Roles of Asc in controlling HIF-1α action. Under normoxic conditions, prolyl hydroxylase catalyzes the hydroxylation of specific proline residues in HIF-1α, which leads to polyubiquitination by the ubiquitin ligase activity of pVHL, followed by degradation via proteasomes. Under hypoxic conditions, the short oxygen supply suppresses proly hydroxylation, which results in the stabilization of HIF-1α. After translocation to the nucleus, HIF-1α dimerizes with HIF-1β, which is constitutively present largely in the nucleus, and together with other transcriptional factors, activates transcription of corresponding genes, such as erythropoietin, vascular epidermal growth factor (VEGF), and GLUT.

Fig. 8.

Schematic representation of and crosstalk between two detoxification pathways, glutathione conjugation and glucuronate conjugation in the liver.

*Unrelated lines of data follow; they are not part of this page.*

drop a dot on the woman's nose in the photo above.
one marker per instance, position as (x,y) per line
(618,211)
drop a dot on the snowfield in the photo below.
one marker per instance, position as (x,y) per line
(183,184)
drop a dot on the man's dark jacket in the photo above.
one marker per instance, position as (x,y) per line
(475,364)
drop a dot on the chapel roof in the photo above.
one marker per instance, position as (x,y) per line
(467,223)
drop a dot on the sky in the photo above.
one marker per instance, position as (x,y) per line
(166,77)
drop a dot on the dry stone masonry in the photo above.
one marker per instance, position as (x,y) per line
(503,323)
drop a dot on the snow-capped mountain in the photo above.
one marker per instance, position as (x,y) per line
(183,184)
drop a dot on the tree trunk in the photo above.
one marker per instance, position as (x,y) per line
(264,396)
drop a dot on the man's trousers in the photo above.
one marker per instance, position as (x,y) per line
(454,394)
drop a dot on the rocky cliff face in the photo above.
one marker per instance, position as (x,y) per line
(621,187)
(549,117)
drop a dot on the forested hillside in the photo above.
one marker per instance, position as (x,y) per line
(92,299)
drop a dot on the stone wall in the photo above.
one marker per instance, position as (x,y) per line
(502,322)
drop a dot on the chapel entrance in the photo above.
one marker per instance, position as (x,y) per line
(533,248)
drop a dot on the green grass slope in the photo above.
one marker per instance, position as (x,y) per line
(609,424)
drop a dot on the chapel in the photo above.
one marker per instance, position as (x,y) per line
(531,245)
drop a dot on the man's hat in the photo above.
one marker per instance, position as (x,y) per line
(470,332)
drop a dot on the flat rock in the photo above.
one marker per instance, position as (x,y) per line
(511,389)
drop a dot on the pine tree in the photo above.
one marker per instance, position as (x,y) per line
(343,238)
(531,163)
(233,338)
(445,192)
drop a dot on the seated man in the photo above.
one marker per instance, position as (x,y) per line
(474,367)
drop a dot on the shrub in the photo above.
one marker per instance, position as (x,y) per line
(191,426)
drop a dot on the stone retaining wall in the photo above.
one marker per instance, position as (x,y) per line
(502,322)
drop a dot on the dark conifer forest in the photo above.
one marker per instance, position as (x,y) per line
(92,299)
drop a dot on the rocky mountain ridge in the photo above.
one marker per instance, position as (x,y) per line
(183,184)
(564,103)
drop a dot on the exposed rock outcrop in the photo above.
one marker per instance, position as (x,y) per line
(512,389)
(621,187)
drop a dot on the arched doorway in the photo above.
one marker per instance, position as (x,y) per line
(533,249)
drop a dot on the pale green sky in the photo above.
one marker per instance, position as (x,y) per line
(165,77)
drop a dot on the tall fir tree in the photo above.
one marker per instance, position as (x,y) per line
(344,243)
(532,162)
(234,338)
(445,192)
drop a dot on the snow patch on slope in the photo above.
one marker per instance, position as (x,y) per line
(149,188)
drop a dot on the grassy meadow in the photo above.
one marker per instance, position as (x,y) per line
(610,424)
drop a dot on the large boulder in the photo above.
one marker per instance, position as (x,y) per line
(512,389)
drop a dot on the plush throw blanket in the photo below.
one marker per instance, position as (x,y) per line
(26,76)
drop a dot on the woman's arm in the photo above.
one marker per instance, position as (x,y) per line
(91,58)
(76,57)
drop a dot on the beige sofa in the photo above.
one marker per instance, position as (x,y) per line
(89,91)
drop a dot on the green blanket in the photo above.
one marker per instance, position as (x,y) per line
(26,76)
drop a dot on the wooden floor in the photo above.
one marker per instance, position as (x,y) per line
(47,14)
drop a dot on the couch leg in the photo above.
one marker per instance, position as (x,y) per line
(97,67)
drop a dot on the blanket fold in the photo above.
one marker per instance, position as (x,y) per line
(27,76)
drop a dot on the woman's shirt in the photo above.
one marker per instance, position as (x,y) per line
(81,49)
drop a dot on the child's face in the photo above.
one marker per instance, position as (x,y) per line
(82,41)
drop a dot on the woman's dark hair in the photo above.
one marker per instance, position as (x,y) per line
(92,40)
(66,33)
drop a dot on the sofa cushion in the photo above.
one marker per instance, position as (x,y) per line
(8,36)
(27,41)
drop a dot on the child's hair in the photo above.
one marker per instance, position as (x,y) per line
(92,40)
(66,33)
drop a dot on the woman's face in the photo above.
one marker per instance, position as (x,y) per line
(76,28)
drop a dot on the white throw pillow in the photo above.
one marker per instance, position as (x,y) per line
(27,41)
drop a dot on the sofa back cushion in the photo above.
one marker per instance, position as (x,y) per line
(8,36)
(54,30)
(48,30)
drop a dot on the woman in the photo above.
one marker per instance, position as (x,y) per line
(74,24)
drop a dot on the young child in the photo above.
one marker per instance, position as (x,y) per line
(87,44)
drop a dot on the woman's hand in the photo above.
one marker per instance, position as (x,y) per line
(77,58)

While glutathione conjugation is catalyzed by glutathione S-transferases (GST), glucuronate conjugation is catalyzed by UGT. UGT may also catalyze the hydrolysis of UDP-glucuronate, resulting in the formation of d-glucuronate. Pathways for glucuronate conjugation and Asc synthesis share the metabolic processes up to UDP-glucuronate. Ablation of enzymes responsible for the downstream reaction causes the accumulation of intermediary compounds that include UDP-glucuronate. As a result, the glucuronate conjugation reaction is enhanced in animals that have a defect in Asc synthesis and preserve glutathione for antioxidation.